Dictionary of National Biography, 1885-1900/Roome, Edward
ROOME, EDWARD (d. 1729), songwriter, the son of an undertaker for funerals in Fleet Street, was brought up to the law. He wrote ‘some of the papers called Pasquin, where by malicious innuendos he endeavoured to represent’ Alexander Pope ‘guilty of malevolent practices with a great man [Atterbury], then under prosecution of parliament.’ Pope retaliated by associating ‘Roome's funereal frown’ in the ‘Dunciad’ with the ‘tremendous brow’ of William Popple (1701–1764) [q. v.] and the ‘fierce eye’ of Philip Horneck (Dunciad, iii. 152).
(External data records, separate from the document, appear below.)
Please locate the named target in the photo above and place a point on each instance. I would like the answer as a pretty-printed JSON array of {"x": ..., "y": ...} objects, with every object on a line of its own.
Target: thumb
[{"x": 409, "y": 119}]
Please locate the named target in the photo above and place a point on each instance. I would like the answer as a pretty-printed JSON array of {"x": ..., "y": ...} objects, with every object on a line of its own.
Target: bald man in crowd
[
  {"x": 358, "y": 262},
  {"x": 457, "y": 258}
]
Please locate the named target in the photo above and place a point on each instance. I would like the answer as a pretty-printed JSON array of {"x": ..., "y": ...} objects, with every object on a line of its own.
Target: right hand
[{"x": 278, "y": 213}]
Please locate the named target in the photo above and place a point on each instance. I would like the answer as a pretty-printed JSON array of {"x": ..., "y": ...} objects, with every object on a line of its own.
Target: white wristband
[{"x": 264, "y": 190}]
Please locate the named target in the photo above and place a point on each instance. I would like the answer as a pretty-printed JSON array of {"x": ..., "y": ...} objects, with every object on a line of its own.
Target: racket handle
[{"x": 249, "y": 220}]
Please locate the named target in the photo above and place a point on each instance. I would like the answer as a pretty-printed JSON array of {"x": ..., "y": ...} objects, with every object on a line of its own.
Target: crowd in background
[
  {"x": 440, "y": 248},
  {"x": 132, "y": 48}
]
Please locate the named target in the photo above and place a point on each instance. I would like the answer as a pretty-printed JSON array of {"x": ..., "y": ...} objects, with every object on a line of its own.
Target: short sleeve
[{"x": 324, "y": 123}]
On 18 Oct. 1728 Roome succeeded his friend Horneck as solicitor to the treasury, and he died on 10 Dec. 1729. Fourteen months after his death was produced at Drury Lane (8 Feb. 1731) ‘The Jovial Crew,’ a comic opera, adapted from Broome's play of that name; the dialogue was curtailed, some parts omitted, and some excellent songs added (fifty-three in all), the work conjointly of Roome, Concanen, and Sir William Yonge. The opera, thus enlivened, had much success, and was frequently revived. Pope states that the following epigram was made upon Roome:
You ask why Roome diverts you with his jokes,
Yet, if he writes, is dull as other folks?
You wonder at it. This, Sir, is the case:
The jest is lost unless he prints his face!
[Baker's Biogr. Dram. 1812, i. 606; Genest's Hist. of the Stage, iii. 287–8; Elwin's Pope, iii. 100, iv. 54, 172, 344; The Jovial Crew, 1731, 4to (Brit. Mus. copy, with manuscript note by Isaac Reed); Hist. Reg. 1729, Chron. Diary, p. 68.]